Chapter 3, “Alcohol Damage: Liver Stimulants and Hangover Remedies of the 1950s and 1960s,” is a particularly interesting portion of the book that examines a still pervasive yet understudied aspect of Japanese life. Visitors to Japan will likely notice the multitude of small glass bottles at convenience stores which often occupy a position of prominence near the registers. These contemporary vials of various concoctions with outlandish claims to cure hangovers, boost energy, and stave off the ill-effects of over-consumption, are the present-day cousins of, and in some cases quite frightening, postwar pharmaceuticals. The immediate postwar years (1945–1952) saw the emergence in Japan of kasutori, “a cheap, noxious liquor” (72) and bakudan (literally “bomb”), a “dangerous ethyl/methyl alcohol cocktail” that could cause blindness if improperly prepared (13). This era of drinking such alcohol brought about desires for a miracle hangover cure and allowed for the rise of widespread “pseudoscience” (75) around a wide array of vitamin pills and syrups that claimed to protect livers and lessen the nasty aftermath of intoxication. Alongside wonderfully vivid and disturbing print advertisements from the time period, Alexander shows how the rise in popularity of these pharmaceuticals helped drive a culture of mass overconsumption and cement after-work drinking as an essential aspect of salaryman life in Japan. In a sadly twisted irony, many of these pills were likely furthering the liver damage brought on by heavy alcohol consumption.

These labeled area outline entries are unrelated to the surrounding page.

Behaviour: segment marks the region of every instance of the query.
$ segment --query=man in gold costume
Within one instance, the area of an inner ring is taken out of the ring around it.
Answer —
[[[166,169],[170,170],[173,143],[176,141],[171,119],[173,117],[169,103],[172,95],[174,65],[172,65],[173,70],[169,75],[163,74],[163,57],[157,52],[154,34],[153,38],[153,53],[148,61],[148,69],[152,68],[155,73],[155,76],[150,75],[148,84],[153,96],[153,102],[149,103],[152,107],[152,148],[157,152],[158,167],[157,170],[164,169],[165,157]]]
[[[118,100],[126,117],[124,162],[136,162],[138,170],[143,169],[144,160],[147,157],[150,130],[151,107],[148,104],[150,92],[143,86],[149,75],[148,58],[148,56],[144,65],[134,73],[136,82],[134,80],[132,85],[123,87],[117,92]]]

The book is also the first in the Association for Asian Studies’ new series “Asia Shorts,” and does an excellent job of launching this new and exciting set of titles. The nature of the book series, however, also generates my only major criticism. As is implied in the “Shorts” series title, the book can leave readers with the feeling of wanting more. I particularly wanted more historical information on drug use and policy in Japan before and after World War II. For example, chapter 4 provides a clear foundation for understanding some of the historical factors that have influenced how the stigma around drugs and drug use developed in Japan. Yet this chapter, the shortest of the four major entries, leaves the impression that there is much more to the history of drug use in Japan. Such a criticism is also quite minor, and more a product of a concise series designed to elicit discussion and push other scholars to take up the topic where this volume leaves off. In total, Drinking Bomb & Shooting Meth is an excellent historical overview to an important aspect of Japanese society.